Social class and party affiliation - once the very fabric of political identity in Britain - are fading into the background, experts have found.
How people view others is now as important, perhaps even more important, than how individuals view themselves when they make their vote choice.
Political identity is now shaped by where people live, their social groups and beliefs.
The study shows people who identify most strongly politically with those who are like them, in terms of their characteristics like gender and ethnicity, were most likely to have voted leave in the Brexit referendum. Those who are instead have political identities based on ideas were more likely to support remain.
Those whose sense of identity is based on belonging to a place were much more likely to aid their community during the pandemic but did not have a clear Brexit support position.
Political identities are shaped by characteristics like sexual identity, ethnicity, gender, and religion; or by ideas like policy preferences and party affiliation.
The study is by Hannah Bunting, from the University of Exeter, and Jennifer Gaskell, Gerry Stoker and Will Jennings from the University of Southampton.
During the online survey participants were asked to indicate which identities are important to them and people on the 'other side' of politics. Researchers used a model to predict the strength of each respondent's level of identification with each political identity based on their responses to each item.

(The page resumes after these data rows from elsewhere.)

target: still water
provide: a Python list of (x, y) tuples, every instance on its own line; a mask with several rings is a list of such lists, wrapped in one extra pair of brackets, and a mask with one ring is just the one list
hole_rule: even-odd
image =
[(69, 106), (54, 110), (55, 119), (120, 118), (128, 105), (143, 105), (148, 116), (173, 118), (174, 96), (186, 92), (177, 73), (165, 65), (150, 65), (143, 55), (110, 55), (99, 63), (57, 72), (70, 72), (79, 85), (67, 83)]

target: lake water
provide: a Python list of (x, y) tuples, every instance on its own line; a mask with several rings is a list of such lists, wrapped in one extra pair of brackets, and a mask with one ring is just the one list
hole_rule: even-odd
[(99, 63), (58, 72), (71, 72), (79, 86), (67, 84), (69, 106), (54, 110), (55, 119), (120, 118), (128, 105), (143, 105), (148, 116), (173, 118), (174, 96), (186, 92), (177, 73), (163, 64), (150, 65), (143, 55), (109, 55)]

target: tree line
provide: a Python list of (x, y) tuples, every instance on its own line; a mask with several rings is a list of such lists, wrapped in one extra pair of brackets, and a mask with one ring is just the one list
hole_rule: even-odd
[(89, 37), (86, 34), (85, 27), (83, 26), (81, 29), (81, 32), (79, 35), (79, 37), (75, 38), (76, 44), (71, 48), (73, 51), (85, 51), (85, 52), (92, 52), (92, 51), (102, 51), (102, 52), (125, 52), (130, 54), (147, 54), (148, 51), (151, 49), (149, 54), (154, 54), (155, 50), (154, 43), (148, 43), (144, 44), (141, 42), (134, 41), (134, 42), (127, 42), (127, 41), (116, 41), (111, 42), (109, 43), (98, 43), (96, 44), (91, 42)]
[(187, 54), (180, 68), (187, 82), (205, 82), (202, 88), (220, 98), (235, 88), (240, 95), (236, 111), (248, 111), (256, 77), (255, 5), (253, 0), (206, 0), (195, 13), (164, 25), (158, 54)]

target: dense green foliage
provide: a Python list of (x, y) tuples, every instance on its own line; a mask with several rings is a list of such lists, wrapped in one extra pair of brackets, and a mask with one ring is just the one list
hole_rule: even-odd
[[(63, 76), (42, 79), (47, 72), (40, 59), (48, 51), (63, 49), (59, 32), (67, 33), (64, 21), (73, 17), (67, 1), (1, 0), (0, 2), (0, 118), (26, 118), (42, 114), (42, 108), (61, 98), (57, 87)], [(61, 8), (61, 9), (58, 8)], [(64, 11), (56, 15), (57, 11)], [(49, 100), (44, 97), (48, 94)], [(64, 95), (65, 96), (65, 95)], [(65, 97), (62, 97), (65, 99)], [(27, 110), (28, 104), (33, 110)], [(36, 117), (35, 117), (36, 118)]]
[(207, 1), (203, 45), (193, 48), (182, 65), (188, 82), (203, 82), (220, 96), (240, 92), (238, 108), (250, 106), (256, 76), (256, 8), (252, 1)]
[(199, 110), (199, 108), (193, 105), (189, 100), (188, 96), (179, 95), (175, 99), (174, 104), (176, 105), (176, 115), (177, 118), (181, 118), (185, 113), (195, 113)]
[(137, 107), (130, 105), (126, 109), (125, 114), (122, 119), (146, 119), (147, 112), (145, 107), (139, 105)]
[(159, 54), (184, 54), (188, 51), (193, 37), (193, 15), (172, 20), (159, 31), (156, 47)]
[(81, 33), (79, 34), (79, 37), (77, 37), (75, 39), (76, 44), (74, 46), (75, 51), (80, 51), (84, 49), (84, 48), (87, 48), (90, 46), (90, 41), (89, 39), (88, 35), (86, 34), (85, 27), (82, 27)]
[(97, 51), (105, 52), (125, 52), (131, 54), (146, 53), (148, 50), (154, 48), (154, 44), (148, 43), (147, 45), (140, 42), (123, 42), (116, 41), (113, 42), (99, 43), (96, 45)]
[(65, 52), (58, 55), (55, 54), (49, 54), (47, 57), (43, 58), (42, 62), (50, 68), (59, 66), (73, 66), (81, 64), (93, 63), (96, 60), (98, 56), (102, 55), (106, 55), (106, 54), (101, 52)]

Some identities crystallised more around shared social characteristics, others around shared thinking and some around people's shared sense of place and community.
It was the easiest for respondents to collectively identify with those in their own social class, community, nation, ethnicity, gender and sexual identify.
In different parts of the survey, respondents were asked whether they voted leave or remain in the 2016 referendum and to place themselves on a 0 to 10 scale of how much their behaviour changed during covid-19. The researchers separately found that the identities also predicted which parties respondents were likely to support.
Leave supporters saw both their own and their other side to be comprised of characteristics, whereas remainers see their own group as centred around shared ideas.
Those most likely to support leaving the EU were those who identified most with those with a similar ethnicity, sexual identity, gender, and, to a lesser extent, similar social class and religion. On the other hand, those who identified their out-group as having different ideas were most likely to have voted remain.